Os Portugueses são nossos irmãos
Mar 13,2013 00:00 by António-Silva
Nos anos sessenta do século passado e até Abril de 74, visitávamos Moçambique duas vezes ao ano e desde a primeira viagem que partilhamos daquela máxima: “Quem cheira as terras de África, por uma vez que seja, fica enfeitiçado por ela para toda a vida!“.
Envolto por esse sentimento nostálgico, que se confunde com saudade, resolvi, há dias, aterrar em Maputo, nome herdado do “rio que banha as terras do Catembe” e desagua na baía marginal à cidade que os portugueses baptizaram de Lourenço Marques e dela fizeram a capital de Moçambique em 1898.
À chegada ao aeroporto, notei alguns resquícios racistas, com o funcionário responsável pela verificação do passaporte a dizer-me que era bom que regressasse no fim do prazo concedido para a visita, 15 dias. Como se eu tivesse idade para ir roubar algum lugar aos nativos daquela, apesar de tudo, maravilhosa terra, que alberga um extraordinário povo, o povo moçambicano, que conserva, arreigadamente, os costumes portugueses, fazendo jus aos 500 anos de história em comum!

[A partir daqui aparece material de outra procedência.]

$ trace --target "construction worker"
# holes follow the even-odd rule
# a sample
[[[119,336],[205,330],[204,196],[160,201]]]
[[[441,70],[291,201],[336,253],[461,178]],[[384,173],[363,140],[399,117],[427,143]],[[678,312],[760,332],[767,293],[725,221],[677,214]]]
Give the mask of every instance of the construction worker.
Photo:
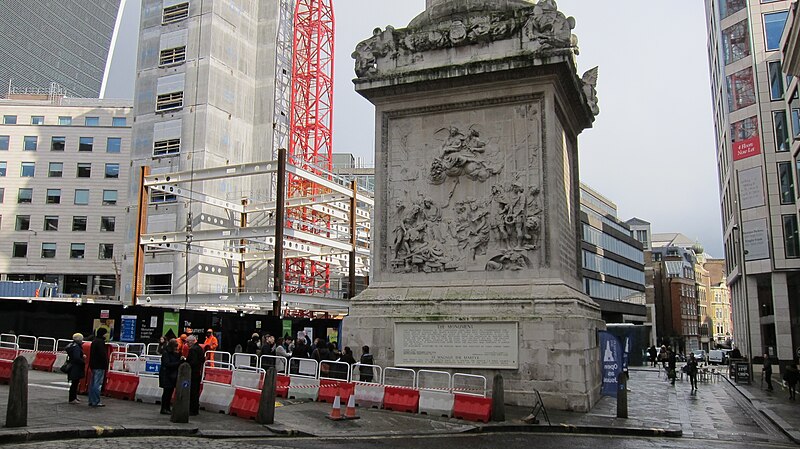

Mas, há 40 anos, na sequência da nossa retirada, os asiáticos tomaram conta daquele espaço e transformaram-no, principalmente a periferia da jóia do Índico, em “feiras-da-ladra”, no pior sentido que o termo encerra, onde crescem   bairros de lata que dominam os negócios de rua e, aparte a ocasião do negócio, mantêm-se à margem da população local  e as zonas onde acampam transformam-nas, rapidamente, em quadros degradantes de barracas feitas de cartão, restos de caixotes e bocados de chapas enferrujada, sendo notório um clima de desleixo, num ambiente de sujidade onde se come, se dorme, se satisfazem todas as necessidades fisiológicas e se negoceia.

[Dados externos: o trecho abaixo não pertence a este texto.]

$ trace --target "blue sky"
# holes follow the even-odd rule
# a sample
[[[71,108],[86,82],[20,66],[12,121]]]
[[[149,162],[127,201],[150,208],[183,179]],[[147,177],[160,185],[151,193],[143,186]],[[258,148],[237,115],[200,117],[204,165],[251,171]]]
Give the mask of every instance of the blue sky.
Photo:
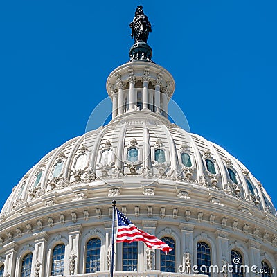
[[[0,3],[1,206],[42,157],[84,132],[107,77],[128,60],[138,4],[192,132],[240,159],[277,204],[276,1],[11,0]]]

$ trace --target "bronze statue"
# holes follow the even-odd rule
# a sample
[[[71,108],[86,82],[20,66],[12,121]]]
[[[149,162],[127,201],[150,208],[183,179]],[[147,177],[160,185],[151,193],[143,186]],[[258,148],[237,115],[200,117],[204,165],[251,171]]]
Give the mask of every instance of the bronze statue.
[[[135,43],[138,42],[147,43],[149,33],[152,32],[152,28],[148,17],[143,12],[141,5],[138,6],[134,15],[133,21],[129,24],[132,30],[131,37],[134,39]]]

Como consequência, e porque escasseia o saneamento, sente-se no ar um odor fétido, característico dos locais com latrinas a céu aberto. São zonas onde impera o caos, com riscos para a saúde pública, paredes meias com bonitos e históricos edifícios da era colonial, muitos deles a precisarem de uma barrela que lhes faça recuperar a dignidade de outrora.  
Instalados no Hotel Avenida, tínhamos o privilégio de ter ao lado um restaurante de média qualidade, que albergava algumas centenas de clientes, principalmente moçambicanos, e tinha televisores em todas as direções, para a populaça ver o Real Madrid-Barcelona. Eis senão quando o Real marca o primeiro golo! Parecia estarmos nas bancadas do Santiago Barnabéu, tal foi a exuberância do clamor provocada pela adrenalina que o jogo fazia crescer. Dali em diante, eles torciam-se nas cadeiras, pontapeavam o vizinho da frente, roíam as unhas e até nos provocaram “ciúmes”, por pensarmos que tanto entusiasmo era cumplicidade clubística com os espanhóis. Qual quê!?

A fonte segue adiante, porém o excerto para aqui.